Fine, he thinks later. Fine. Good. Hummel should be afraid of him. Disgusted by the whole thing. Never happened. It's fine. Edge up on keeping the fag in line, good. As if he cares. As if it matters.


The most coherent thought Kurt can form for a quarter of an hour afterward is a hysterical giggle, or the mental equivalent thereof.

By the time he calls Blaine, he's collected himself enough that he's started to feel genuinely sorry for Karofsky. The boy plainly has more issues than Kurt can even dream of, is so far in the closet he's groping blind. He's so repressed he's just accidentally outed himself to someone he hates, someone who hates him. And as much as it was just bad luck that put Kurt there when he gave in to his suppressed urges, Kurt feels a bit responsible for him, as he is probably the only person in the world who knows that Karofsky's gay.

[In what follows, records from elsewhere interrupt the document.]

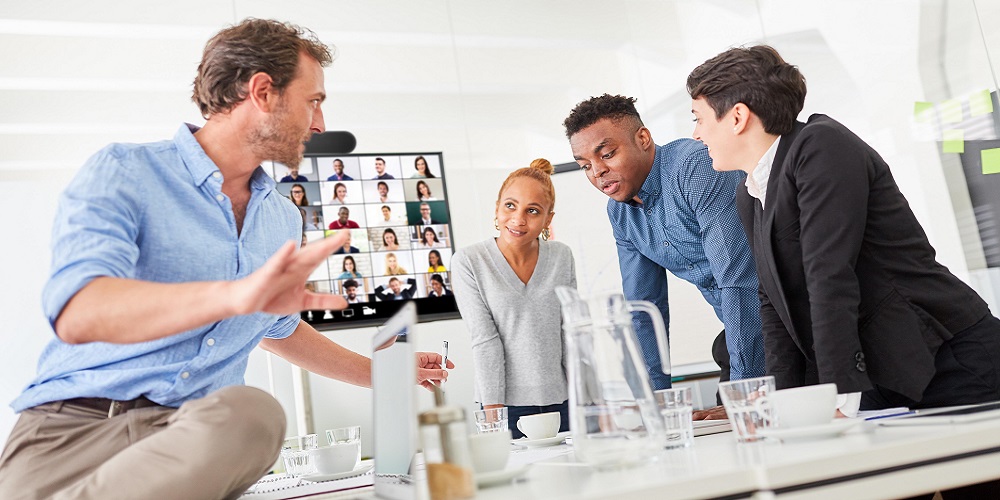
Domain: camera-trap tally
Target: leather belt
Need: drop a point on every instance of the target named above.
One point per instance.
(111, 406)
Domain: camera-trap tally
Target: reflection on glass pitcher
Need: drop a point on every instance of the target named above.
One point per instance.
(613, 416)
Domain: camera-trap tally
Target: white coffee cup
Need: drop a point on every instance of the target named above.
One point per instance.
(540, 426)
(336, 458)
(799, 406)
(490, 450)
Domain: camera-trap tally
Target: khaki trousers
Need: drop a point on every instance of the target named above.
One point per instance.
(214, 447)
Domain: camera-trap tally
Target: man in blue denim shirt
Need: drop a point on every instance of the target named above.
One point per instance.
(171, 262)
(670, 211)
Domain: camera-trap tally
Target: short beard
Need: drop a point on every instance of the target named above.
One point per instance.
(274, 140)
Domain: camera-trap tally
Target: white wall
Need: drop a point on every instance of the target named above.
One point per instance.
(487, 83)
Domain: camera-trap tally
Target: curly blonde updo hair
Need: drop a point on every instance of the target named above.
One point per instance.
(540, 170)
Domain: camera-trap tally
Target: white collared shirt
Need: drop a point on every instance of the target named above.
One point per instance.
(848, 404)
(757, 180)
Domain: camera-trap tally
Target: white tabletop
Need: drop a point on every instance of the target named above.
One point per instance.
(868, 461)
(876, 461)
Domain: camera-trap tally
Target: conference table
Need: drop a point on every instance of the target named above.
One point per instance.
(868, 461)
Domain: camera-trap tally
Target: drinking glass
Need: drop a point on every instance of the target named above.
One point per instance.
(295, 454)
(675, 407)
(739, 398)
(491, 420)
(344, 435)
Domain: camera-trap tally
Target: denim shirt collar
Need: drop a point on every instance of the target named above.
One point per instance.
(201, 167)
(651, 186)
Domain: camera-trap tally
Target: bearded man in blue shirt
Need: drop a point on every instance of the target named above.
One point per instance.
(171, 262)
(670, 211)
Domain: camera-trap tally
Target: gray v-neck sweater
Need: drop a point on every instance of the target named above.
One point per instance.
(517, 344)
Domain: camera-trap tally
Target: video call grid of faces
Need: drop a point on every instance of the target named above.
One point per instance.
(394, 206)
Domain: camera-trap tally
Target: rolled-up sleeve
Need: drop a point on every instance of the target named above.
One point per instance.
(95, 230)
(729, 257)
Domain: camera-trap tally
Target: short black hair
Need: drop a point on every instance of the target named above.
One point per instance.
(758, 77)
(587, 113)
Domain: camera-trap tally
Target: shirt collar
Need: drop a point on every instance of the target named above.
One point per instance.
(651, 186)
(201, 167)
(757, 180)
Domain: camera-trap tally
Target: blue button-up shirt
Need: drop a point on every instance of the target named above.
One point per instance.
(156, 212)
(687, 224)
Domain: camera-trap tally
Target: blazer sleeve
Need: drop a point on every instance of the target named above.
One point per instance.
(831, 176)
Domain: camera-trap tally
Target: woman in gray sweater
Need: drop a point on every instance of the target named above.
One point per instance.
(505, 290)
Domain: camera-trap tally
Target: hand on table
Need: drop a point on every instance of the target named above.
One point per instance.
(716, 413)
(429, 370)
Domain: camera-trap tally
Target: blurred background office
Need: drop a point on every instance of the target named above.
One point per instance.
(488, 84)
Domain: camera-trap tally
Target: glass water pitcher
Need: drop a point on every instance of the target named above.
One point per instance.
(613, 416)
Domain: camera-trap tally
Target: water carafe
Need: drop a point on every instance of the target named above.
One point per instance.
(613, 415)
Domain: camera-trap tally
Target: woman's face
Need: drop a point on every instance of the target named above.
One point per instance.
(724, 146)
(523, 211)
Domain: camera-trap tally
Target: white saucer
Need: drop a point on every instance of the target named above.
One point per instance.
(537, 443)
(500, 476)
(833, 429)
(316, 478)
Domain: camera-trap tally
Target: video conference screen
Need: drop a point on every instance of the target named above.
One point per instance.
(401, 242)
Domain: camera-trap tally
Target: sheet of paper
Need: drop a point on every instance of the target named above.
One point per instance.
(280, 487)
(867, 414)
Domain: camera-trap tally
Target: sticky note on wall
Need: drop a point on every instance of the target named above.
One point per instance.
(923, 112)
(991, 161)
(951, 111)
(954, 141)
(981, 103)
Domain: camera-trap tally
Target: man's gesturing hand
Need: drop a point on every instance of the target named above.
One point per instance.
(279, 286)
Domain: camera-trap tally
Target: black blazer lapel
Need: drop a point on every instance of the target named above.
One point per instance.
(780, 302)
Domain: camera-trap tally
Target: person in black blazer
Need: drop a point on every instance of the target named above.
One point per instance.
(850, 289)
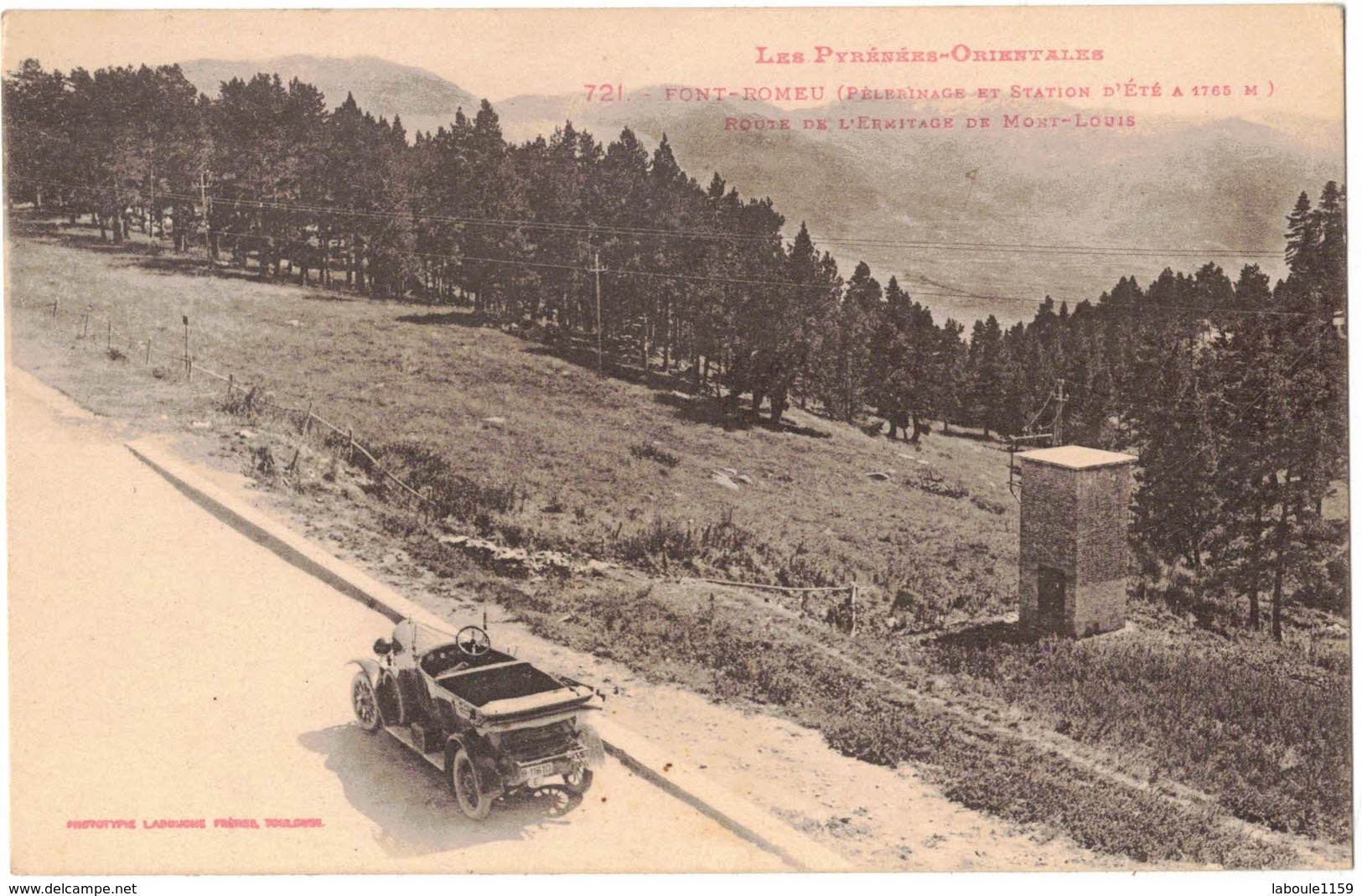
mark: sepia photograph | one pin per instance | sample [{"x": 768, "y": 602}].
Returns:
[{"x": 677, "y": 440}]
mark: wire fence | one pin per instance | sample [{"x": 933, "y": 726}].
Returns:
[
  {"x": 305, "y": 418},
  {"x": 309, "y": 422}
]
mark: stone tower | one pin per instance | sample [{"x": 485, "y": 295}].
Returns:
[{"x": 1074, "y": 527}]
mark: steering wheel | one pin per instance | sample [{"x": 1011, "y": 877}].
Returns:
[{"x": 473, "y": 642}]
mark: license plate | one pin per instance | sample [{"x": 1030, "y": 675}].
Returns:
[{"x": 542, "y": 769}]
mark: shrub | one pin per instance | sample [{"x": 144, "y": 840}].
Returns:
[{"x": 647, "y": 451}]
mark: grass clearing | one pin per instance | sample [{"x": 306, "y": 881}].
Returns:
[{"x": 537, "y": 453}]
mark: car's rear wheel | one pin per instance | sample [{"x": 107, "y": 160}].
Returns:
[
  {"x": 365, "y": 703},
  {"x": 579, "y": 780},
  {"x": 463, "y": 775}
]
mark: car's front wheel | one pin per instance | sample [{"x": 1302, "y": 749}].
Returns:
[
  {"x": 473, "y": 798},
  {"x": 365, "y": 703}
]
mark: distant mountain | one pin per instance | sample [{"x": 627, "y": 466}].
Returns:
[
  {"x": 424, "y": 100},
  {"x": 1166, "y": 183}
]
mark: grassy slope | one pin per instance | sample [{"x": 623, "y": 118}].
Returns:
[
  {"x": 566, "y": 440},
  {"x": 399, "y": 372}
]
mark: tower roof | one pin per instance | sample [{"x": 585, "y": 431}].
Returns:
[{"x": 1076, "y": 458}]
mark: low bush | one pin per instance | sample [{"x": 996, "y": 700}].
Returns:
[
  {"x": 1249, "y": 722},
  {"x": 647, "y": 451},
  {"x": 862, "y": 717}
]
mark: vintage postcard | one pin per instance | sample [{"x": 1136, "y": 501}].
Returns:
[{"x": 677, "y": 440}]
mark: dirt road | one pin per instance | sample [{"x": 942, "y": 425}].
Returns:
[{"x": 165, "y": 667}]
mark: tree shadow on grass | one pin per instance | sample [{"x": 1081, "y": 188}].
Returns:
[
  {"x": 730, "y": 416},
  {"x": 412, "y": 804}
]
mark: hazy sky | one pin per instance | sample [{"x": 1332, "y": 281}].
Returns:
[{"x": 503, "y": 54}]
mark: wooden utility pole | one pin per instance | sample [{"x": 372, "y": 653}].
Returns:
[
  {"x": 1059, "y": 414},
  {"x": 595, "y": 270}
]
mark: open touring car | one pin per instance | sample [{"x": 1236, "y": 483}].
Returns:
[{"x": 495, "y": 725}]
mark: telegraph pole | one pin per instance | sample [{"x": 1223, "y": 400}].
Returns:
[
  {"x": 1059, "y": 414},
  {"x": 595, "y": 268},
  {"x": 203, "y": 199}
]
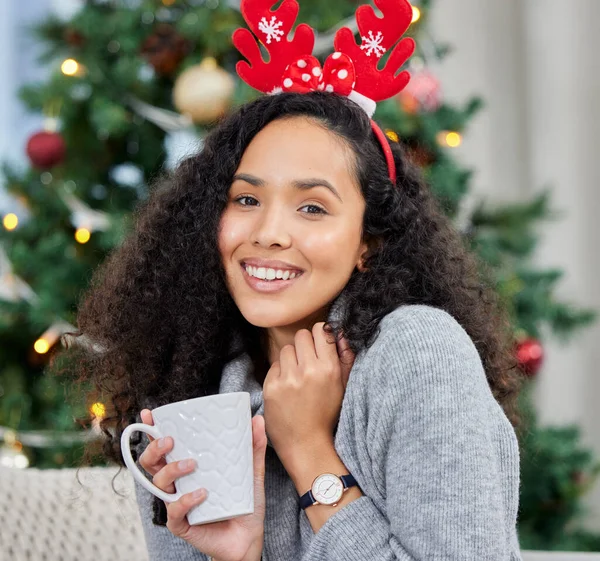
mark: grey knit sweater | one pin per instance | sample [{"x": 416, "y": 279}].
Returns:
[{"x": 432, "y": 451}]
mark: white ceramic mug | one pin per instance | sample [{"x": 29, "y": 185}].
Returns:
[{"x": 215, "y": 431}]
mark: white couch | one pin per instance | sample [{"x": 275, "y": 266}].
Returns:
[{"x": 55, "y": 515}]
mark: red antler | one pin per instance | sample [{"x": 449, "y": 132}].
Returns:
[
  {"x": 378, "y": 35},
  {"x": 271, "y": 28}
]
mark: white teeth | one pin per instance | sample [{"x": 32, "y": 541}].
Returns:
[{"x": 265, "y": 273}]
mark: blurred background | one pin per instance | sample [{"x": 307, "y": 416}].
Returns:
[{"x": 501, "y": 114}]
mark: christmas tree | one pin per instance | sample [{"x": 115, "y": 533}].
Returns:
[{"x": 133, "y": 86}]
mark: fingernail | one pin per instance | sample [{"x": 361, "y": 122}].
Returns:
[{"x": 185, "y": 464}]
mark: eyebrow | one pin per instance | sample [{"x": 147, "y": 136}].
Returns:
[{"x": 301, "y": 184}]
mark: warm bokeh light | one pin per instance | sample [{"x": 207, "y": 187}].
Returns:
[
  {"x": 10, "y": 221},
  {"x": 69, "y": 67},
  {"x": 450, "y": 139},
  {"x": 416, "y": 14},
  {"x": 82, "y": 235},
  {"x": 41, "y": 346},
  {"x": 98, "y": 410},
  {"x": 392, "y": 135}
]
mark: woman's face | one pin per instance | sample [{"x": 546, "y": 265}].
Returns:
[{"x": 280, "y": 209}]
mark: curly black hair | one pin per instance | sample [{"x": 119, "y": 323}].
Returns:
[{"x": 162, "y": 315}]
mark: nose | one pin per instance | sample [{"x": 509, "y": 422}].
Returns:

But with two and change's years of bullying, he's never hated Karofsky this much. Which is where the hysterical giggling comes in; it's uncanny, and if he could give Karofsky any kind of credit for having done it on purpose he'd go after the boy with a shotgun, because it's as if the bully went down a checklist of everything Kurt wanted his first kiss to be and found a way to destroy the entire concept.

He could have settled for less than his ideal. Life isn't a black and white movie, or even an animated one; his first kiss was never going to be one either. It would have been nice, though, if it hadn't been bad scene from a cheap romance novel gone horrifically wrong, either.

Well, fine. Good. He can be the bigger man here. He'll do his best to help (but not ever, ever be alone with Karofsky again). The whole thing was probably hopelessly unrealistic to begin with. He'll get over it. It doesn't matter that much.